Sintiendo la intención asesina dirigida hacia él, Ramón se puso mortalmente pálido y se aplanó contra el suelo.

—¡P-por favor, perdóneme la vida, Su Alteza! ¡Mi cosa es tan pequeña que probablemente ni siquiera entró por completo! ¡Apenas toqué la entrada...!

—Maldita sea, ahora que has dicho eso, puedo imaginarlo. Eso me hace sentir aún peor.

—¡P-por favor, tenga piedad!

Desafortunadamente, esa desesperada súplica solo hizo que Erpesto se sintiera aún más disgustado. Profundamente molesto, Erpesto frunció el ceño pensativo durante un rato. Luego, como si se le hubiera ocurrido una buena idea, sus ojos se iluminaron.

—Ah, ¿debería simplemente cortársela? Si se la corto y la quemo, desaparecerá, y yo seré el único que haya estado dentro de ella.

Aquella expresión casi inocente envió escalofríos por la espalda de Orlando, e intentó disuadir a Erpesto.

—Oye, Er. No importa qué, eso es demasiado cruel...

—¿Por qué? Es mejor que matarlo, ¿no?

Eso era verdad. Estando de acuerdo inconscientemente, Orlando abrió y cerró la boca, luego se rindió rápidamente y volvió a dirigir su mirada hacia sus documentos.

«Haz lo que quieras; yo solo fingiré que no sé nada».

En lugar de perder el tiempo intentando detener a Erpesto en este estado, sería mejor terminar su trabajo lo más rápido posible y correr hacia Flerosa.
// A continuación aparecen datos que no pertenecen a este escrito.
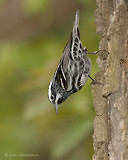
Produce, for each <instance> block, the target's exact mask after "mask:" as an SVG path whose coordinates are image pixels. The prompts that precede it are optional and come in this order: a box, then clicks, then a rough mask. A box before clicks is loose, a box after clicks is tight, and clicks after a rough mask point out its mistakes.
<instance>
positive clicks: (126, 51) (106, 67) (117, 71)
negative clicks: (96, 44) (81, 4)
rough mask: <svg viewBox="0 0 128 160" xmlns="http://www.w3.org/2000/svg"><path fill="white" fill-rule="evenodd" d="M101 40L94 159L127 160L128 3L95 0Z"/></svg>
mask: <svg viewBox="0 0 128 160" xmlns="http://www.w3.org/2000/svg"><path fill="white" fill-rule="evenodd" d="M96 2H97V10H96V24H97V32H98V34H99V35H100V37H101V42H100V49H103V50H106V51H101V52H100V53H99V56H98V59H97V63H98V65H99V68H100V72H98V73H96V75H95V79H96V81H98V82H100V83H101V84H98V83H97V84H92V94H93V97H94V107H95V111H96V117H95V120H94V135H93V139H94V150H95V154H94V155H93V160H128V0H96Z"/></svg>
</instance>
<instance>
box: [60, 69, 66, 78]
mask: <svg viewBox="0 0 128 160" xmlns="http://www.w3.org/2000/svg"><path fill="white" fill-rule="evenodd" d="M60 69H61V72H62V74H63V77H64V79H65V81H66V77H65V74H64V71H63V69H62V66H60Z"/></svg>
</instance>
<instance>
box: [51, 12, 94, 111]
mask: <svg viewBox="0 0 128 160" xmlns="http://www.w3.org/2000/svg"><path fill="white" fill-rule="evenodd" d="M78 27H79V11H77V12H76V15H75V22H74V26H73V31H72V33H71V36H70V40H69V41H68V43H67V45H66V47H65V49H64V51H63V55H62V58H61V60H60V62H59V64H58V66H57V69H56V71H55V74H54V76H53V78H52V80H51V82H50V85H49V89H48V98H49V100H50V102H51V103H52V104H54V105H55V107H56V113H57V111H58V106H59V105H60V104H61V103H62V102H64V101H65V100H66V99H67V98H68V96H70V95H71V94H73V93H75V92H77V91H79V90H80V89H81V88H82V87H83V86H84V84H85V83H86V81H87V80H88V78H89V75H90V73H91V61H90V59H89V58H88V57H87V49H86V48H83V47H82V43H81V41H80V32H79V28H78Z"/></svg>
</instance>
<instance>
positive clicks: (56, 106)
mask: <svg viewBox="0 0 128 160" xmlns="http://www.w3.org/2000/svg"><path fill="white" fill-rule="evenodd" d="M58 108H59V106H58V105H56V106H55V109H56V115H57V113H58Z"/></svg>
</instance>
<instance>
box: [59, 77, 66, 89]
mask: <svg viewBox="0 0 128 160" xmlns="http://www.w3.org/2000/svg"><path fill="white" fill-rule="evenodd" d="M60 82H61V86H62V88H63V89H65V87H64V84H63V81H62V78H60Z"/></svg>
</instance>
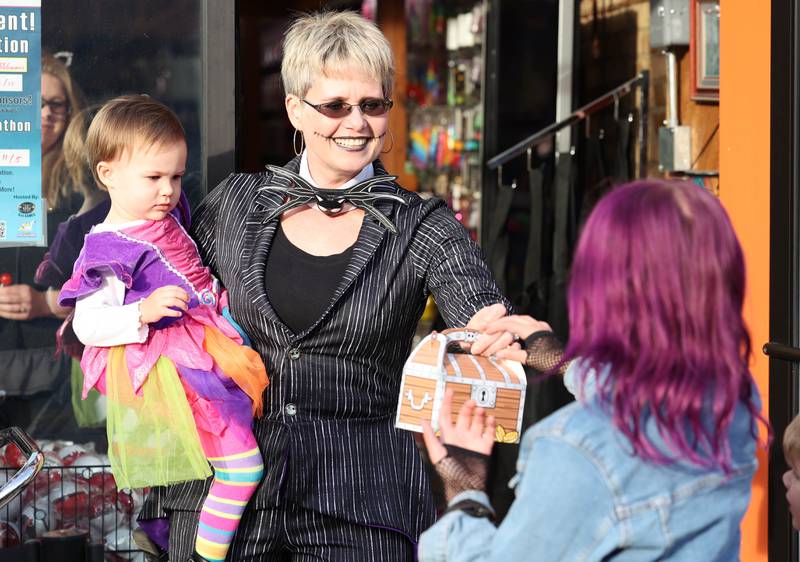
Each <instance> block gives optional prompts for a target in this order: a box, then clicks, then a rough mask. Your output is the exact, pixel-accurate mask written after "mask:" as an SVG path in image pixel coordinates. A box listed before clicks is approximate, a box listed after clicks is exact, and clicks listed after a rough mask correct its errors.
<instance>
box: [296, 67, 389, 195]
mask: <svg viewBox="0 0 800 562" xmlns="http://www.w3.org/2000/svg"><path fill="white" fill-rule="evenodd" d="M370 99H371V100H375V99H378V100H382V99H384V94H383V89H382V87H381V84H380V82H378V81H377V80H375V79H374V78H370V77H368V76H365V75H364V74H363V73H361V72H358V71H349V72H347V71H343V72H339V73H337V74H333V75H331V76H320V77H318V78H317V79H316V80H315V81H314V82H313V83H312V85H311V87H310V88H309V89H308V91H307V92H306V95H305V96H304V97H303V98H302V99H301V98H298V97H297V96H293V95H288V96H286V110H287V112H288V114H289V119H290V120H291V122H292V125H294V127H295V128H296V129H298V130H300V131H301V132H302V133H303V137H304V139H305V143H306V147H307V149H308V167H309V171H310V172H311V176H312V177H313V178H314V181H315V182H316V183H317V184H318V185H319V187H321V188H333V187H338V186H340V185H341V184H343V183H344V182H346V181H347V180H349V179H351V178H352V177H353V176H355V175H356V174H357V173H358V172H360V171H361V170H362V169H363V168H364V166H366V165H367V164H369V163H370V162H372V161H373V160H375V159H376V158H378V156H379V155H380V153H381V149H382V148H383V143H384V140H385V135H386V130H387V127H388V123H389V114H388V112H387V113H384V114H383V115H380V116H377V117H371V116H369V115H364V114H363V113H362V112H361V109H360V108H359V107H358V104H359V103H360V102H362V101H364V100H370ZM303 100H305V102H304V101H303ZM336 101H340V102H345V103H348V104H352V105H354V106H355V107H353V108H352V109H351V110H350V113H349V114H347V115H346V116H345V117H342V118H332V117H326V116H325V115H323V114H322V113H320V112H319V111H317V110H316V109H314V108H313V107H311V106H310V105H309V104H314V105H318V104H322V103H330V102H336ZM306 102H308V103H306Z"/></svg>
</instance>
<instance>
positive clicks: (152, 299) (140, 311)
mask: <svg viewBox="0 0 800 562" xmlns="http://www.w3.org/2000/svg"><path fill="white" fill-rule="evenodd" d="M188 308H189V295H188V294H187V293H186V291H184V290H183V289H181V288H180V287H178V286H177V285H167V286H166V287H159V288H158V289H156V290H155V291H153V292H152V293H150V296H148V297H147V298H146V299H144V300H143V301H142V302H141V304H139V314H140V317H141V321H142V324H152V323H153V322H158V321H159V320H161V319H162V318H164V317H165V316H172V317H173V318H180V317H181V316H182V315H183V312H181V311H182V310H187V309H188ZM176 309H178V310H176Z"/></svg>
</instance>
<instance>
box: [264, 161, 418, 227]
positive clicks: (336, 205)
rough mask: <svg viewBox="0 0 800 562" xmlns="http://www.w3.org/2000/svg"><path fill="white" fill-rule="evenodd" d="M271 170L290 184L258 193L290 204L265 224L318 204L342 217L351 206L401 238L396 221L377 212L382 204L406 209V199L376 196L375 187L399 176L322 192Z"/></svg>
mask: <svg viewBox="0 0 800 562" xmlns="http://www.w3.org/2000/svg"><path fill="white" fill-rule="evenodd" d="M267 170H269V171H270V172H272V174H273V175H272V177H278V178H281V179H284V180H288V182H289V185H288V186H277V185H262V186H260V187H259V188H257V191H270V192H273V193H277V194H280V195H282V196H284V197H286V201H285V202H284V203H283V204H282V205H280V206H279V207H277V208H276V209H274V210H273V211H272V212H271V213H270V214H269V215H267V216H266V217H265V218H264V221H263V222H264V223H267V222H270V221H272V220H275V219H276V218H278V217H280V216H281V215H282V214H283V213H285V212H286V211H288V210H290V209H294V208H295V207H300V206H302V205H307V204H309V203H316V205H317V208H319V210H320V211H322V212H323V213H326V214H328V215H336V214H338V213H340V212H341V211H342V208H343V207H344V204H345V203H350V204H351V205H353V206H354V207H356V208H359V209H363V210H364V211H365V212H367V213H369V214H370V215H372V216H373V217H374V218H375V219H376V220H377V221H378V222H379V223H381V224H382V225H383V226H385V227H386V229H387V230H388V231H389V232H391V233H392V234H397V228H396V227H395V226H394V224H392V221H390V220H389V219H387V218H386V217H385V216H384V215H383V213H381V212H380V211H379V210H377V209H376V208H375V203H377V202H378V201H381V200H389V201H394V202H397V203H401V204H403V205H407V204H408V202H407V201H406V200H405V199H403V198H402V197H401V196H399V195H396V194H394V193H373V192H372V188H373V187H375V186H377V185H378V184H382V183H386V182H387V181H394V180H396V179H397V176H384V175H376V176H373V177H371V178H369V179H366V180H364V181H362V182H359V183H357V184H355V185H352V186H350V187H347V188H344V189H320V188H318V187H316V186H314V185H312V184H311V183H309V182H308V181H306V180H305V179H303V177H302V176H300V174H298V173H295V172H293V171H292V170H287V169H286V168H282V167H280V166H270V165H268V166H267Z"/></svg>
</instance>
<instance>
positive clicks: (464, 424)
mask: <svg viewBox="0 0 800 562" xmlns="http://www.w3.org/2000/svg"><path fill="white" fill-rule="evenodd" d="M452 404H453V390H452V389H448V390H447V391H446V392H445V395H444V400H443V401H442V409H441V413H440V414H439V429H440V431H441V435H440V436H439V437H437V436H436V434H435V433H434V432H433V428H432V427H431V424H430V423H428V422H427V421H423V422H422V436H423V439H424V440H425V448H426V449H427V450H428V458H430V460H431V463H433V464H436V463H437V462H439V461H440V460H442V459H443V458H444V457H445V456H447V450H446V449H445V445H455V446H456V447H461V448H462V449H467V450H470V451H474V452H476V453H481V454H484V455H488V454H489V453H491V452H492V447H493V446H494V429H495V419H494V416H491V415H489V416H487V415H486V410H484V409H483V408H479V407H477V406H476V405H475V401H474V400H467V401H466V402H465V403H464V405H463V406H461V409H460V410H459V412H458V417H457V418H456V422H455V423H453V421H452V419H451V410H452Z"/></svg>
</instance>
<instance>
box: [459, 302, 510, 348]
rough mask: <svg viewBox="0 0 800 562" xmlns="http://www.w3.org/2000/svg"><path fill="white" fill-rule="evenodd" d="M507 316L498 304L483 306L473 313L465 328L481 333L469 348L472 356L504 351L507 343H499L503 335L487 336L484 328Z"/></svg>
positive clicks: (496, 303) (500, 342)
mask: <svg viewBox="0 0 800 562" xmlns="http://www.w3.org/2000/svg"><path fill="white" fill-rule="evenodd" d="M506 314H507V311H506V307H505V306H503V305H502V304H500V303H496V304H492V305H489V306H485V307H483V308H482V309H480V310H479V311H478V312H476V313H475V316H473V317H472V318H471V319H470V321H469V322H468V323H467V326H466V327H467V328H469V329H471V330H477V331H478V332H481V335H480V336H478V339H477V340H475V342H473V344H472V346H471V347H470V348H469V351H470V353H472V354H473V355H486V356H489V355H492V354H494V353H495V352H496V351H498V350H500V349H505V348H506V347H507V346H508V344H509V342H506V341H500V340H501V339H502V336H503V334H487V333H486V327H487V326H489V325H490V324H491V323H492V322H494V321H496V320H498V319H500V318H502V317H503V316H505V315H506Z"/></svg>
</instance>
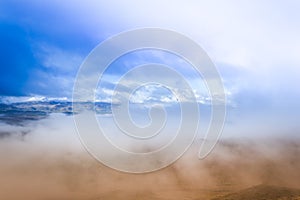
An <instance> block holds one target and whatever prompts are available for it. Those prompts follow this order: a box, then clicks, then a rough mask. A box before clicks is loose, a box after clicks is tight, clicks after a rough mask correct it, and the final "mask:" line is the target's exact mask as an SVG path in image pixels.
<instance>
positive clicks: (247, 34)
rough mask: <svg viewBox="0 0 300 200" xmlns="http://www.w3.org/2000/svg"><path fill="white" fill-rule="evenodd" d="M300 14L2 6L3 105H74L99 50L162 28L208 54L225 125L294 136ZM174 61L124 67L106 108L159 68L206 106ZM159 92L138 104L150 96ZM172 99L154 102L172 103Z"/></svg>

Si las cosas se retrasaban más, no había forma de saber qué tipo de problemas podría causar Erpesto, cuya paciencia estaba al límite. Al menos si desquitaba su ira de esta manera, podrían ganar un poco más de tiempo.

Mientras Orlando miraba los documentos, Erpesto sacó una daga y se acercó a Ramón. Con un grito que sonó como si pudiera ser el último, estalló un gran alboroto, y pronto el olor a sangre comenzó a llenar el aire.

Orlando cerró los ojos con fuerza, luego los abrió de nuevo y se concentró en su trabajo. Al menos ahora estaba más tranquilo, tal vez porque Ramón se había desmayado.

Para el segundo príncipe del imperio, Erpesto Hasmin Bechenia, quien ya tenía muchos secretos, se acababa de agregar un secreto más.